Recommendations in LinkedIn allow you to send or receive professional references and display them on your profile in a trustworthy way. You need at least three recommendations to have a complete LinkedIn profile.

The recommendations section is the one part of your profile that you don’t have full control over because you have to rely on other people to write these recommendations for you (which makes them more reliable). LinkedIn’s search algorithm ranks profiles with more recommendations higher than others. If you want to be found, take your recommendations seriously.

As a general rule, you want to have recommendations equal to about 5 to 10 percent of your network size. So if your network has 280 people in it, you may strive for 28 recommendations, but 14 is good enough. Of course, only about half the people you ask for a recommendation will respond. If you need three recommendations, send out six requests. If you want 10, send out 20.

The trick with requesting recommendations on LinkedIn is to always personalize your request message. LinkedIn drops some standard language into the request form, but you need to tailor this note for each person you’re asking. By suggesting a few bullet points for them to cover in their recommendation, you make it easier for them to think of something to say.

Some people refuse to write original recommendations. They prefer that you write your own text, and then they just put their signature on it. This is an archaic and quite outdated approach that’s incompatible with social media.

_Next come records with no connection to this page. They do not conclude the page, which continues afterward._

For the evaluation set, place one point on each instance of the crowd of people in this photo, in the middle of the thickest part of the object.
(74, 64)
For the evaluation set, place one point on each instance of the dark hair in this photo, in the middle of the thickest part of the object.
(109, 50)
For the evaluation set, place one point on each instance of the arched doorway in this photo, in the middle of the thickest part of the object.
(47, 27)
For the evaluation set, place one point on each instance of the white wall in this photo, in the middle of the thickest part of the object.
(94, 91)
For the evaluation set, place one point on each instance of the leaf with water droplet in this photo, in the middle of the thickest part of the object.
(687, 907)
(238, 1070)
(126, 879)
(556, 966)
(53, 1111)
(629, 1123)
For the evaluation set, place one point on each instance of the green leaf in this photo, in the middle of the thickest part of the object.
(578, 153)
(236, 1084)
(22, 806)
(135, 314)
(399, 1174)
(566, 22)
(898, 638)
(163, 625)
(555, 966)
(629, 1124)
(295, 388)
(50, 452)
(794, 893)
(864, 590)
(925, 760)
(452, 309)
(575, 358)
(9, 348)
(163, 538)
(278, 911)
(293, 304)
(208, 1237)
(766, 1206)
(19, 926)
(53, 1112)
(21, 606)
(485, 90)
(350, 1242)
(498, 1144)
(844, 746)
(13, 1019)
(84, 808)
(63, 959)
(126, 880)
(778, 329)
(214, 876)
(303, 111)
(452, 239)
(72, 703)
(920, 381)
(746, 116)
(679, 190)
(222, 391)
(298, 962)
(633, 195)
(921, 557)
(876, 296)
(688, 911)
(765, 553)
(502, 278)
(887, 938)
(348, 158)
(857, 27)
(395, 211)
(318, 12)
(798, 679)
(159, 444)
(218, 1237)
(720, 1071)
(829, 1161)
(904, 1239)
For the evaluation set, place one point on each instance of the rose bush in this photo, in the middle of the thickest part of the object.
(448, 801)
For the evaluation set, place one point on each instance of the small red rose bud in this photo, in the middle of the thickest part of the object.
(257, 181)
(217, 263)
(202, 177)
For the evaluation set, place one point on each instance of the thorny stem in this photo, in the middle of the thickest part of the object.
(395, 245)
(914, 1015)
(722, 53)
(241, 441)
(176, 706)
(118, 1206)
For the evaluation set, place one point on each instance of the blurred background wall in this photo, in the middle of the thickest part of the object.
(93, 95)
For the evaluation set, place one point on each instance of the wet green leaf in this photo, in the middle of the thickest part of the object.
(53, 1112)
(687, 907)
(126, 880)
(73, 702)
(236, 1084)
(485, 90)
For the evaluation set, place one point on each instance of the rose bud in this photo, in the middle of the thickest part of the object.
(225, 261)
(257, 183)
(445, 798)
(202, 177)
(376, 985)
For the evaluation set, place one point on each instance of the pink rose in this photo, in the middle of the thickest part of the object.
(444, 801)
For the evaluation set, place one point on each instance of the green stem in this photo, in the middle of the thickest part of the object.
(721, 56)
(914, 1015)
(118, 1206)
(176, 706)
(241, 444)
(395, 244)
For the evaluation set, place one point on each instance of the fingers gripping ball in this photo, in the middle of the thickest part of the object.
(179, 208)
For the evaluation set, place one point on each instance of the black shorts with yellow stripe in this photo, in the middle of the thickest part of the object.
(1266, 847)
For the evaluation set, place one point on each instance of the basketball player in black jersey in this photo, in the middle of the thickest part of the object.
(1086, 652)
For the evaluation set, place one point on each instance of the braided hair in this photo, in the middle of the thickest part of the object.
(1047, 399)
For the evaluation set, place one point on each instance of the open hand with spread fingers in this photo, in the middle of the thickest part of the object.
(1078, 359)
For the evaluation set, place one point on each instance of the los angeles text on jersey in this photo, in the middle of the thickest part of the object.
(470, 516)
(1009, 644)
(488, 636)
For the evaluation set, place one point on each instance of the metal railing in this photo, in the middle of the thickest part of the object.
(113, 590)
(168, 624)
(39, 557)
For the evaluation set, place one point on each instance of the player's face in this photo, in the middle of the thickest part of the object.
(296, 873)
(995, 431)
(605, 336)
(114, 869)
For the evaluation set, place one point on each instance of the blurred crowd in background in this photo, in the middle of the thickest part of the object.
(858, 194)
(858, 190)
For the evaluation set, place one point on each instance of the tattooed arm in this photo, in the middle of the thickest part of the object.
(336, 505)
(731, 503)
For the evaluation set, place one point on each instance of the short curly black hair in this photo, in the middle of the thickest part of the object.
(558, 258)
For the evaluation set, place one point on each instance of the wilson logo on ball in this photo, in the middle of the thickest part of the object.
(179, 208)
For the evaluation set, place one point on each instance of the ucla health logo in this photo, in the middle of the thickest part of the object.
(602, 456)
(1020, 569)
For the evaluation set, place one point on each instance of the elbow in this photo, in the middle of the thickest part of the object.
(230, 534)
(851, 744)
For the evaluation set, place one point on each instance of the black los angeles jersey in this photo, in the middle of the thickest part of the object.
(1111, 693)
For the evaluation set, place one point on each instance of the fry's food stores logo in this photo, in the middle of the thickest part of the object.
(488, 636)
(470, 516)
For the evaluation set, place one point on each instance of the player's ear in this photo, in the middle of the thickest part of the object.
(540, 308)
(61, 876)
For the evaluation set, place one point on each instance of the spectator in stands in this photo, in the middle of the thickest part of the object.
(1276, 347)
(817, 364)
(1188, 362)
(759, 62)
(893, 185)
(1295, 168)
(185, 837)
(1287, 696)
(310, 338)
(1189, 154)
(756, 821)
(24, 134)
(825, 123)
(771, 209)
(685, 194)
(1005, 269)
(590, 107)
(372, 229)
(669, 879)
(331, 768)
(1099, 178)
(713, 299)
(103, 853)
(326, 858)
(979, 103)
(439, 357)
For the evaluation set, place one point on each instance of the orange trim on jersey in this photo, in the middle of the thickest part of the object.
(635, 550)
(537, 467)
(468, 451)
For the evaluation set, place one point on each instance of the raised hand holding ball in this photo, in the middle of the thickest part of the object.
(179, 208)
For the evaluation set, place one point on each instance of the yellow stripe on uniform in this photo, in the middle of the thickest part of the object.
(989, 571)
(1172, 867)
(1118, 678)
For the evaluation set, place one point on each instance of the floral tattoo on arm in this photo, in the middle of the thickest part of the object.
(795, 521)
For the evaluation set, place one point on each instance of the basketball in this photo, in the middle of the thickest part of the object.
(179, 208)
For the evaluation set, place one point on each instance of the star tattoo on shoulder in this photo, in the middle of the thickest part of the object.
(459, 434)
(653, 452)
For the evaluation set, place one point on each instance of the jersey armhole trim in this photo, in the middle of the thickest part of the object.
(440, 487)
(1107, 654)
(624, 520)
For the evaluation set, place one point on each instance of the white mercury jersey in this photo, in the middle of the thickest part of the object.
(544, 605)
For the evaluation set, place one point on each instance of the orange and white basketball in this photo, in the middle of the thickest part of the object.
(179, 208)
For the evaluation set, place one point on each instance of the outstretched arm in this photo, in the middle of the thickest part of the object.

The theme with social media is authenticity, and writing your own recommendation and then putting someone else’s name on it isn’t very authentic. And such practices can backfire on you: If you’re the author of all your own recommendations and you have ten of them, they may look too+ similar and people may notice.

Try to explain this to the people who refuse to write a recommendation. If they still refuse to adapt to modern times and help you out, be prepared to let them go. What they may actually be communicating is that they don’t have time to help you.

This article is a good breakdown of the anatomy of a good recommendation on LinkedIn. Send this link to your recommender to help them with their writing.

You’re not obligated to return a recommendation. LinkedIn delivers a “Return the Favor” screen after you receive a recommendation, but you can ignore this. Give recommendations to only the people you feel compelled to give them to and who you’re comfortable vouching for.